E se ti dicessi che gli Elohim erano telepatici? E se ti dicessi che che ci furono più Adami, più esperimenti genetici fra un pitecantropo(homo erectus) e pochi geni significativi di quegli Elohim la cui gestazione fu affidata ad una dea ,la Grande Madre? E se dicessi che gli angeli caduti e i giganti rappresentano il tratto di unione che non doveva accadere fra gli Elohim e il genere umano?
E se dicessi che la metafora complica l'interpretazione invece di semplificarla, quando il concreto e l'astratto erano uniti dal "reale"? E se dicessi che fu il capo degli Elohim a decidere che le conoscenze non dovevano essere trasmesse all'uomo dagl angeli caduti e che non dovevano concupire le donne umane e generare i giganti?
E se dicessi che furono gli Elohim a sapere del diluvio universale e che doveva estinguersi l'umanità poichè decadeva? E se invece un Elohim trasgredì il suo capo e aiutò gli umani (Noè, ma in altre tradizioni il racconto simile prende altri nomi).

E se poi venne "qualcuno" ancora più potente degli Elhoim che non dovevano creare un essere senziente con coscienza per farlo loro schiavo?perchè questa è una legge universale non solo del pianeta Terra?
E se tutto questo divenne essoterismo ed esoterismo,perchè di nuovo pochi dovevano sapere?

Io conosco un'altra storia ,non solo quello che racconta l'attuale storia e scienza, priva di un origine di un fine. di un progetto.

maral

Citazione di: sgiombo il 09 Gennaio 2017, 18:45:32 PM
Astrarre caratteristiche generali da particolari casi concreti non significa proporre metafore: una metafora può essere la sostituzione di un singolo caso concreto a un' altro singolo caso concreto che presenta analogie (e magari dai due singoli casi  concreti è astraibile una caratteristica generale), mentre l' astrazione passa dai particolari concreti al generale ad essi comune.
Infatti non ho detto che astrarre significhi costruire metafore, ma che a partire dalle metafore che mostrano delle analogie tra casi concreti, è possibile "astrarre" quelle analogie. In altre parole dico che il pensiero astratto si basa sul pensiero metaforico, non che è il pensiero metaforico.
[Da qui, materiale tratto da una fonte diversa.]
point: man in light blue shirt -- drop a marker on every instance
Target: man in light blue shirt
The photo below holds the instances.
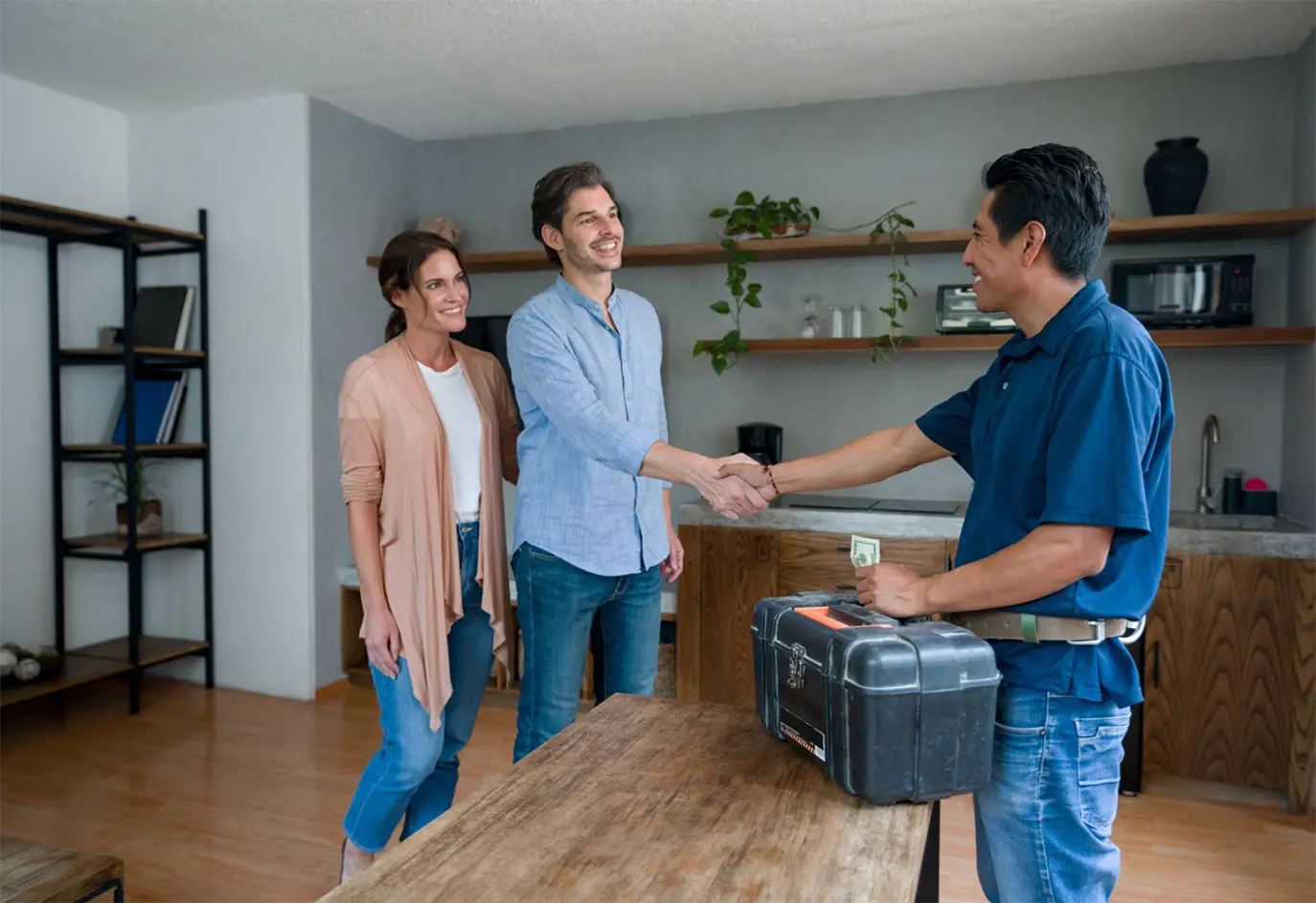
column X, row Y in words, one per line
column 594, row 527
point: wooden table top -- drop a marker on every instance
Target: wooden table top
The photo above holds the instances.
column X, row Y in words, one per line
column 32, row 873
column 654, row 800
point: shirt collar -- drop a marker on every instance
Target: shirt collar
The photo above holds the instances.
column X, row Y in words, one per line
column 1059, row 327
column 573, row 294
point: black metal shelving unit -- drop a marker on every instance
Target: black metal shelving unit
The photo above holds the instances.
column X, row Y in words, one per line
column 127, row 656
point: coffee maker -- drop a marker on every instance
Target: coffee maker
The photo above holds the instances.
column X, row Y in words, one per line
column 760, row 441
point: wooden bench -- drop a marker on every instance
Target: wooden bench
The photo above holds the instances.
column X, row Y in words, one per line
column 655, row 800
column 34, row 873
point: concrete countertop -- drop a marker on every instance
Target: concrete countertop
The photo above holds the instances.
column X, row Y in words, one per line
column 1189, row 533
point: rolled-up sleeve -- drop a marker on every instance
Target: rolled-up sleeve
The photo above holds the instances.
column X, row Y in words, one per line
column 950, row 425
column 545, row 368
column 359, row 442
column 1108, row 408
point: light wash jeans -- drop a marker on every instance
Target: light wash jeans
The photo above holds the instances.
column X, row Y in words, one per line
column 414, row 774
column 1044, row 822
column 556, row 607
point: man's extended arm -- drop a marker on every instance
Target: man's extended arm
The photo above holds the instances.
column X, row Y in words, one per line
column 1045, row 561
column 869, row 460
column 544, row 366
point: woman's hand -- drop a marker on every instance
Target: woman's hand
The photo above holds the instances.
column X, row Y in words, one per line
column 383, row 642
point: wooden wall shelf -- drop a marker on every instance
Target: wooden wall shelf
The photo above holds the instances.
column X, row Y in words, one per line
column 1238, row 337
column 18, row 214
column 1196, row 227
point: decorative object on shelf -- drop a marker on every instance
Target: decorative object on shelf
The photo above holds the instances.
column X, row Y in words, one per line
column 148, row 509
column 443, row 227
column 809, row 327
column 857, row 316
column 766, row 218
column 23, row 665
column 1174, row 176
column 732, row 344
column 750, row 218
column 893, row 224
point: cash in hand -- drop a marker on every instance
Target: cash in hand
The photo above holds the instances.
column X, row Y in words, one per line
column 865, row 552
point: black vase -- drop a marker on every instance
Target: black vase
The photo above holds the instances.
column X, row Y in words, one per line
column 1174, row 176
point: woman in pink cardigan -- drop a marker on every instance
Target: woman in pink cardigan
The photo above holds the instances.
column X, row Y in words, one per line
column 428, row 435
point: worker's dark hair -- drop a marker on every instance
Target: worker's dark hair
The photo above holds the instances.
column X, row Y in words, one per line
column 397, row 264
column 1059, row 187
column 555, row 190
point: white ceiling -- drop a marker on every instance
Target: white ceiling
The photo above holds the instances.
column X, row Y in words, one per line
column 443, row 69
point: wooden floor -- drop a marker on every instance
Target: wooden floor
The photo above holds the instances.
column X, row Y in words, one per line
column 227, row 797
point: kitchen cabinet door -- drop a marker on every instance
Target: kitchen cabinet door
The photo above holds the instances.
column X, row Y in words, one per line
column 737, row 569
column 1219, row 671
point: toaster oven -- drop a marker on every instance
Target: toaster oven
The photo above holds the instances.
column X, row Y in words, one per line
column 957, row 312
column 1186, row 291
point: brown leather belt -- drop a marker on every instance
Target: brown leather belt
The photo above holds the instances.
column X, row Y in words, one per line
column 1047, row 628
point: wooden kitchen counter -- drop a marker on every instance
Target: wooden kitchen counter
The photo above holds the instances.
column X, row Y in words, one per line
column 654, row 800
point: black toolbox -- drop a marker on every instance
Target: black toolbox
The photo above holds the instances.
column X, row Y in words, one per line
column 896, row 711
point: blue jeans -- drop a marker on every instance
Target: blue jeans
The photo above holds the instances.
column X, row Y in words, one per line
column 556, row 603
column 1044, row 822
column 414, row 774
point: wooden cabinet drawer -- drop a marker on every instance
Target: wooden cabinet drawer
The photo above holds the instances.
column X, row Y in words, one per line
column 822, row 561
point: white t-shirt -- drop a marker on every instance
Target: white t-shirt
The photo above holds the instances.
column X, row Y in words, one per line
column 461, row 418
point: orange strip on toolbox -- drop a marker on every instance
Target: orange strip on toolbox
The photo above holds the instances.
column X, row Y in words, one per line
column 819, row 614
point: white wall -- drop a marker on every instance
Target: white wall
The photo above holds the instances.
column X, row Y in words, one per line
column 362, row 192
column 1298, row 491
column 247, row 165
column 70, row 153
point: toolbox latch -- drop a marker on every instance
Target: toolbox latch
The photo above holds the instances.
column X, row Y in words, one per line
column 795, row 674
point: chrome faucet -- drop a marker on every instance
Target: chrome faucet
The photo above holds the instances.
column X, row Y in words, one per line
column 1210, row 436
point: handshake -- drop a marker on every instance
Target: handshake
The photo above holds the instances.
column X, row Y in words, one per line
column 735, row 485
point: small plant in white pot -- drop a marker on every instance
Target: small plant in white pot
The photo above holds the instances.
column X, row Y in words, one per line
column 148, row 507
column 753, row 218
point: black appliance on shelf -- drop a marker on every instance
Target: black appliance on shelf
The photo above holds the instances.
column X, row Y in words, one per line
column 488, row 333
column 760, row 441
column 1179, row 292
column 957, row 312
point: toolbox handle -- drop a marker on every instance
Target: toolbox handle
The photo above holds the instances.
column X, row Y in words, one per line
column 845, row 615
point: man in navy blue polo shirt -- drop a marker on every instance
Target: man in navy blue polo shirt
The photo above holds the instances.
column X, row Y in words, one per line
column 1068, row 440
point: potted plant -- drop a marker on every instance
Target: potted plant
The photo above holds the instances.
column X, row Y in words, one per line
column 753, row 218
column 148, row 508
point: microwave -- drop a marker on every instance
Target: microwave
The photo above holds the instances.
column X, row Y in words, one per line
column 1182, row 292
column 957, row 312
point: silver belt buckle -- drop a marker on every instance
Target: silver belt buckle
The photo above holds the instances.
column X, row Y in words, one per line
column 1100, row 633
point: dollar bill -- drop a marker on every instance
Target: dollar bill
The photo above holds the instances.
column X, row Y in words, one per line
column 865, row 551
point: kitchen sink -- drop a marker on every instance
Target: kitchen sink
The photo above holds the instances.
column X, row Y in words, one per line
column 1193, row 520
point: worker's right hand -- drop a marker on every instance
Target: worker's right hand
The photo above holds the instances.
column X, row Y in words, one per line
column 383, row 642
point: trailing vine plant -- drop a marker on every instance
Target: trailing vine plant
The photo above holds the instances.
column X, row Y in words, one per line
column 893, row 224
column 771, row 218
column 766, row 217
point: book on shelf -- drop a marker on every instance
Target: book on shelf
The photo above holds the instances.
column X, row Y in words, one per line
column 159, row 399
column 162, row 316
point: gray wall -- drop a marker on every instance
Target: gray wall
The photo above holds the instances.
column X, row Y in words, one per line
column 1299, row 485
column 361, row 195
column 857, row 158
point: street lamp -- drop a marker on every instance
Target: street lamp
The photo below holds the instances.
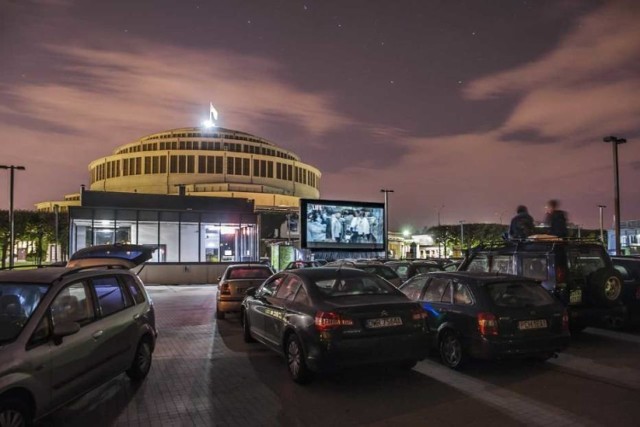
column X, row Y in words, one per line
column 386, row 221
column 615, row 141
column 601, row 207
column 12, row 237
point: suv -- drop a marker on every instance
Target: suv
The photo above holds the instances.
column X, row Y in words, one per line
column 66, row 330
column 578, row 273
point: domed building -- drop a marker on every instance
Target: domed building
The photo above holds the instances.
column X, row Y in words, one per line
column 198, row 194
column 207, row 162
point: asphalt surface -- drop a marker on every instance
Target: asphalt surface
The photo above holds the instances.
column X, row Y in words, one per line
column 203, row 374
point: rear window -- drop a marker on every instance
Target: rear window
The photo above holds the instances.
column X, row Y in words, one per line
column 349, row 286
column 519, row 294
column 249, row 273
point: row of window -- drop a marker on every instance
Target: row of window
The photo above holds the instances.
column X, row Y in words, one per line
column 205, row 164
column 207, row 145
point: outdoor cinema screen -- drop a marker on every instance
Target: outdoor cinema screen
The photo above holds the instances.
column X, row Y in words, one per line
column 329, row 224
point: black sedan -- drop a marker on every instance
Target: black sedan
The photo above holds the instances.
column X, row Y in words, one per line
column 484, row 315
column 328, row 318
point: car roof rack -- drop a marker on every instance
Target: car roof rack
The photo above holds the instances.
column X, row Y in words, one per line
column 93, row 267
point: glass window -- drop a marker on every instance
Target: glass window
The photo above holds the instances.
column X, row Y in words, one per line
column 535, row 267
column 269, row 289
column 479, row 263
column 72, row 304
column 18, row 301
column 446, row 295
column 519, row 294
column 302, row 297
column 134, row 289
column 435, row 290
column 355, row 285
column 289, row 288
column 111, row 297
column 249, row 273
column 462, row 295
column 503, row 264
column 413, row 288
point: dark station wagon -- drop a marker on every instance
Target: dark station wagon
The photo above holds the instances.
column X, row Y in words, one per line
column 488, row 316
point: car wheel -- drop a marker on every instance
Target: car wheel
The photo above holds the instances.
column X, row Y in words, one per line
column 296, row 362
column 451, row 351
column 606, row 286
column 219, row 313
column 246, row 329
column 15, row 413
column 142, row 361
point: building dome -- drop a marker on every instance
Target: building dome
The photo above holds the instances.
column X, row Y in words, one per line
column 207, row 162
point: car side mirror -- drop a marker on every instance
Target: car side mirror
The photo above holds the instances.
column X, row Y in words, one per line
column 64, row 330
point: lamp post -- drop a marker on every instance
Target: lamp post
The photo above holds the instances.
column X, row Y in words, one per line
column 12, row 237
column 601, row 208
column 615, row 141
column 386, row 220
column 56, row 211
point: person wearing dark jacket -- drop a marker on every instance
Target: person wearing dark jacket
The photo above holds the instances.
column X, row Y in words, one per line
column 556, row 220
column 522, row 224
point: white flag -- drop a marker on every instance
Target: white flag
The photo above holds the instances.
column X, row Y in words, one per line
column 213, row 113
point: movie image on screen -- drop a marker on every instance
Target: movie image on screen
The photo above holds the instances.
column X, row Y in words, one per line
column 342, row 225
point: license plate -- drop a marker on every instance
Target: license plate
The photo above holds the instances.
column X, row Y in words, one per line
column 532, row 324
column 384, row 322
column 575, row 297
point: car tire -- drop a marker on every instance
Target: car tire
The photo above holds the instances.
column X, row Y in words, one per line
column 606, row 286
column 246, row 328
column 15, row 412
column 296, row 363
column 141, row 361
column 451, row 352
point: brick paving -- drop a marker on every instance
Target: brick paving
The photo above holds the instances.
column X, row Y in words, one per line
column 203, row 374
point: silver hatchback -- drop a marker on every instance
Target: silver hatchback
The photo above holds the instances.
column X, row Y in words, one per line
column 66, row 330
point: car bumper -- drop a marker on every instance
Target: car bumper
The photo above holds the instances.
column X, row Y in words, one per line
column 487, row 348
column 322, row 356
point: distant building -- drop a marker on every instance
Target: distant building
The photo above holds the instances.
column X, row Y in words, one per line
column 214, row 163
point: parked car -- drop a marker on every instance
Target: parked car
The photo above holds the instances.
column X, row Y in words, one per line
column 66, row 330
column 330, row 318
column 629, row 268
column 489, row 316
column 578, row 273
column 293, row 265
column 384, row 271
column 233, row 284
column 408, row 269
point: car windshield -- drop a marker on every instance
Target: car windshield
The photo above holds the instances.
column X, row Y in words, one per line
column 18, row 301
column 249, row 273
column 355, row 285
column 519, row 294
column 384, row 272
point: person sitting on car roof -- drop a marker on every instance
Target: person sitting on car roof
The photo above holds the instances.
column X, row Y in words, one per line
column 522, row 224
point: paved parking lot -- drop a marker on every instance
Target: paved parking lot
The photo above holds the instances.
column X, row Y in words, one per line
column 203, row 374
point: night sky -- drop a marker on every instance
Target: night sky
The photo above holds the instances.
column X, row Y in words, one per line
column 467, row 108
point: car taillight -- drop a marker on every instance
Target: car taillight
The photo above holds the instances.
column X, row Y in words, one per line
column 224, row 289
column 326, row 320
column 487, row 324
column 561, row 275
column 418, row 314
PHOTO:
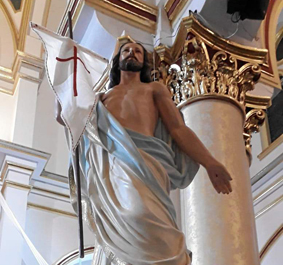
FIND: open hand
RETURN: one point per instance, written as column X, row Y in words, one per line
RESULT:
column 219, row 177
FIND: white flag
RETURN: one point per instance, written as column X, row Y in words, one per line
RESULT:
column 72, row 72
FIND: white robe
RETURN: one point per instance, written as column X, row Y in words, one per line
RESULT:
column 126, row 179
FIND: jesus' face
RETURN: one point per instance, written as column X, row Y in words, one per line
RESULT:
column 131, row 57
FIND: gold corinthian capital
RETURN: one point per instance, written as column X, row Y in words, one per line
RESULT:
column 202, row 65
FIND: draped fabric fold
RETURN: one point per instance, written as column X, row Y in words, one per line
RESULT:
column 126, row 180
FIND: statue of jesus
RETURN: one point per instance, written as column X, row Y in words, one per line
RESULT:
column 135, row 149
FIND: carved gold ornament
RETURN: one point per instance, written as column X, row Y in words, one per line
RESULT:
column 198, row 75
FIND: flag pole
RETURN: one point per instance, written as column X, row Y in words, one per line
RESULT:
column 77, row 172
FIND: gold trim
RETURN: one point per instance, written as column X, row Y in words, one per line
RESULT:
column 267, row 190
column 270, row 242
column 14, row 75
column 16, row 185
column 12, row 6
column 271, row 147
column 168, row 5
column 142, row 6
column 241, row 52
column 254, row 101
column 52, row 210
column 268, row 207
column 24, row 24
column 265, row 134
column 14, row 32
column 123, row 14
column 217, row 97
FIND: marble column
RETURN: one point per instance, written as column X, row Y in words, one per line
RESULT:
column 219, row 229
column 208, row 78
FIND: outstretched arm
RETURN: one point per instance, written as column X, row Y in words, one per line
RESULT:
column 187, row 140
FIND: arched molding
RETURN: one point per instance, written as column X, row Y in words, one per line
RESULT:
column 270, row 75
column 12, row 26
column 279, row 37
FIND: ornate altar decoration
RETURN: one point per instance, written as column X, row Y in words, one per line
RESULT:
column 202, row 64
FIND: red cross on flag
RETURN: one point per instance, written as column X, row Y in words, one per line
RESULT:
column 72, row 72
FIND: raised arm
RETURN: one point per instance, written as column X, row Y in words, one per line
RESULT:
column 188, row 141
column 58, row 110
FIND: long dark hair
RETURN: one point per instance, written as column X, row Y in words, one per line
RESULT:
column 115, row 72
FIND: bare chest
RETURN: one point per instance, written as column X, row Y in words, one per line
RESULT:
column 134, row 108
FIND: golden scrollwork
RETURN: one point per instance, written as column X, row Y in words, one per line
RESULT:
column 254, row 119
column 198, row 74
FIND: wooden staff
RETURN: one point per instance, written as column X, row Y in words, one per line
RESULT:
column 77, row 172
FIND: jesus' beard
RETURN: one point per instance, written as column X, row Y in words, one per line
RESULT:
column 130, row 65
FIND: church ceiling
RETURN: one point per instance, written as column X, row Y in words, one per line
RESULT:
column 144, row 15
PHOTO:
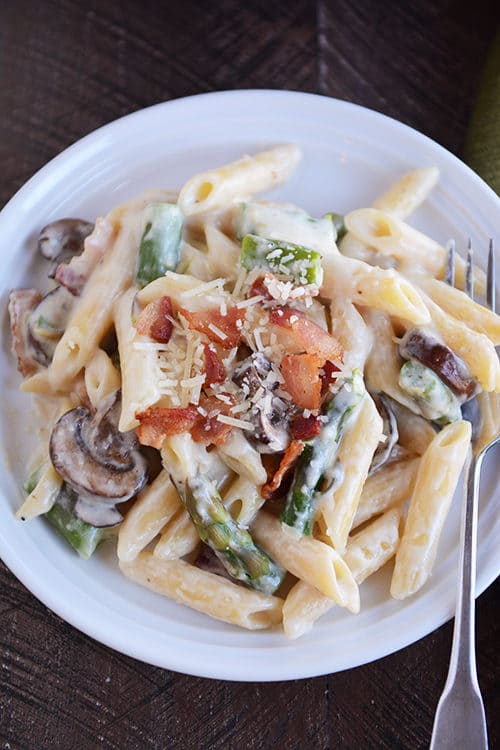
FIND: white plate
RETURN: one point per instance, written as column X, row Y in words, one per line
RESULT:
column 350, row 155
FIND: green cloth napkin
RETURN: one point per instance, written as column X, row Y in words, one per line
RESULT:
column 482, row 147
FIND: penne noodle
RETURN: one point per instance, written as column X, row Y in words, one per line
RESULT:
column 139, row 368
column 366, row 552
column 476, row 349
column 243, row 500
column 204, row 591
column 152, row 510
column 389, row 486
column 101, row 377
column 252, row 174
column 408, row 193
column 308, row 559
column 358, row 445
column 370, row 286
column 178, row 538
column 436, row 481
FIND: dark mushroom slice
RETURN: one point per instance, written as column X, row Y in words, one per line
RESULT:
column 270, row 418
column 424, row 346
column 21, row 303
column 383, row 453
column 75, row 463
column 96, row 513
column 270, row 415
column 47, row 323
column 101, row 438
column 61, row 240
column 251, row 374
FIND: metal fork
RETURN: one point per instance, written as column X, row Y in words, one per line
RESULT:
column 460, row 720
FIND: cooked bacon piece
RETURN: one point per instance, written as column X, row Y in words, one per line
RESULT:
column 302, row 380
column 155, row 320
column 208, row 429
column 74, row 275
column 307, row 334
column 286, row 464
column 157, row 423
column 304, row 428
column 214, row 369
column 21, row 303
column 328, row 375
column 211, row 321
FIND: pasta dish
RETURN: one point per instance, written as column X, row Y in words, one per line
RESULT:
column 259, row 407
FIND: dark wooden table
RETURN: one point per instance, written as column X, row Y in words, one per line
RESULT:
column 67, row 67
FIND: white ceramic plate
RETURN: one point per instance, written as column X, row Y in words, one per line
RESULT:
column 350, row 155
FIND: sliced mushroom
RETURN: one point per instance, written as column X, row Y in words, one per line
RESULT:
column 21, row 304
column 424, row 346
column 384, row 450
column 96, row 513
column 270, row 415
column 271, row 427
column 61, row 240
column 89, row 469
column 252, row 372
column 87, row 508
column 47, row 322
column 101, row 438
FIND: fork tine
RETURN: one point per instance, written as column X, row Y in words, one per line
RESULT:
column 490, row 279
column 469, row 281
column 450, row 264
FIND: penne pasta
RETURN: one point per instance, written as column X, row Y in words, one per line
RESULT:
column 366, row 552
column 358, row 445
column 152, row 510
column 218, row 187
column 229, row 341
column 204, row 591
column 435, row 484
column 389, row 486
column 308, row 559
column 178, row 538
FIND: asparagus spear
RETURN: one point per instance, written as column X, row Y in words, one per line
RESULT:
column 83, row 537
column 232, row 544
column 159, row 250
column 301, row 263
column 338, row 223
column 316, row 461
column 285, row 223
column 433, row 398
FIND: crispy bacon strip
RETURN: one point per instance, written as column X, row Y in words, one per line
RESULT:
column 305, row 428
column 328, row 375
column 155, row 320
column 211, row 321
column 157, row 423
column 302, row 379
column 214, row 369
column 306, row 334
column 287, row 462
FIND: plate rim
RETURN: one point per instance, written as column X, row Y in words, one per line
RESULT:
column 8, row 554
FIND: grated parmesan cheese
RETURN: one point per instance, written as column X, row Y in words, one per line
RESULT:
column 215, row 329
column 203, row 288
column 235, row 422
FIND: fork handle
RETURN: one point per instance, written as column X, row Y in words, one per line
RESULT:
column 460, row 720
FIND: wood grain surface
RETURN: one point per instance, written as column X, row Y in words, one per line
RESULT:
column 67, row 67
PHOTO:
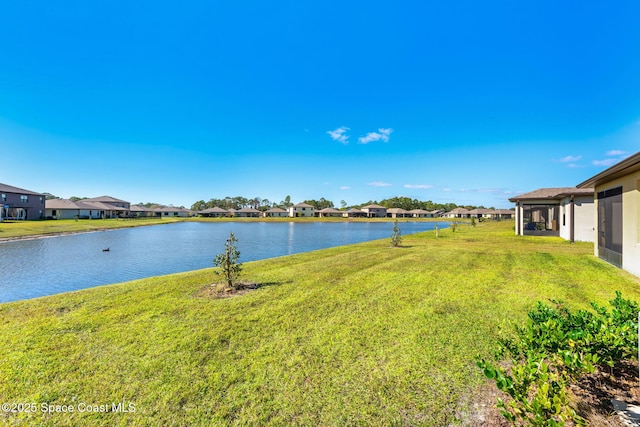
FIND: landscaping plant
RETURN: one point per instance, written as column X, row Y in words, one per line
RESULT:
column 396, row 238
column 230, row 268
column 554, row 349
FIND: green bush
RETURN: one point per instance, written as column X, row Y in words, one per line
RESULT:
column 553, row 349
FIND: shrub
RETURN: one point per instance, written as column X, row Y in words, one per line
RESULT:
column 553, row 349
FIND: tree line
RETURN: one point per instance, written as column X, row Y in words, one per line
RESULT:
column 239, row 202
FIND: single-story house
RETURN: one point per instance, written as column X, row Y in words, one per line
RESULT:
column 481, row 213
column 616, row 225
column 247, row 213
column 140, row 211
column 275, row 213
column 374, row 211
column 503, row 214
column 420, row 213
column 214, row 212
column 18, row 203
column 354, row 213
column 566, row 212
column 67, row 209
column 301, row 210
column 458, row 213
column 171, row 211
column 329, row 212
column 398, row 213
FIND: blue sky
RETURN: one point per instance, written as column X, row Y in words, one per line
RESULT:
column 465, row 102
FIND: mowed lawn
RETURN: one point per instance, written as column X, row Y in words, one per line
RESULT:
column 363, row 334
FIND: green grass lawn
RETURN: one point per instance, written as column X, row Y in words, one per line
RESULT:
column 363, row 334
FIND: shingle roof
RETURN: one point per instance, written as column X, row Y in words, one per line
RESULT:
column 105, row 199
column 553, row 193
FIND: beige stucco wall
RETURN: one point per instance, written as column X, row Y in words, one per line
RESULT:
column 584, row 217
column 630, row 220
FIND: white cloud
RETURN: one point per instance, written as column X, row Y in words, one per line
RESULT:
column 605, row 162
column 419, row 186
column 571, row 159
column 383, row 134
column 339, row 134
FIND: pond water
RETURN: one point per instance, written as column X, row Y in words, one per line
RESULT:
column 38, row 267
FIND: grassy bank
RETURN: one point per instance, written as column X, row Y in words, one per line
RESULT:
column 25, row 229
column 362, row 334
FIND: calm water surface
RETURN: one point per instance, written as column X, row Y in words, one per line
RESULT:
column 33, row 268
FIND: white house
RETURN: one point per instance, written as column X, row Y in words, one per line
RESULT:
column 616, row 211
column 566, row 212
column 301, row 210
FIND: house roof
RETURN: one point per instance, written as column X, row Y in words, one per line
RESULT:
column 11, row 189
column 105, row 199
column 629, row 165
column 553, row 193
column 459, row 210
column 138, row 208
column 215, row 209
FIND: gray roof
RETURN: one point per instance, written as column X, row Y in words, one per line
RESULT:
column 553, row 193
column 11, row 189
column 215, row 209
column 105, row 199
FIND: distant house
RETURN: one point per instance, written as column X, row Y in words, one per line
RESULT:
column 398, row 213
column 301, row 210
column 170, row 211
column 503, row 214
column 616, row 226
column 18, row 203
column 140, row 211
column 67, row 209
column 110, row 207
column 329, row 212
column 420, row 213
column 247, row 213
column 566, row 212
column 214, row 212
column 481, row 213
column 354, row 213
column 374, row 211
column 458, row 213
column 275, row 213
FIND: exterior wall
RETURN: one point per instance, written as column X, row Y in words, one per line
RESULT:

CitazioneQui al solito mi è impossibile comprendere (...non c' è metafora che tenga!) la tua solita pretesa, che trovo del tutto infondata e assurda, di attribuire "significati" alle "cose" o agli "oggetti" in generale, mentre le "cose", gli "oggetti" in generale unicamente esistono (se esistono; o accadono se si tratta di eventi), e solo ed unicamente quelle particolarissime "cose" od "oggetti" che sono i "simboli" (verbali o di altro genere) significano qualcosa, ovvero sono dotati di un significato (o più di uno): il Monte Cervino (quello reale, la montagna; non una sua riproduzione, la quale a seconda dei casi può significare ad esempio, una famosa marca svizzera di pastelli colorati, o qualche marca di cioccolato svizzero, o le Alpi svizzere in generale) è e basta; mentre un cerchio blu contornato di rosso e con una barra obliqua rossa posto sul ciglio di una strada o presso un passo carraio, oltre ad essere (esattamente come il Cervino) inoltre anche ha un significato: significa che lì è vietato far sostare veicoli.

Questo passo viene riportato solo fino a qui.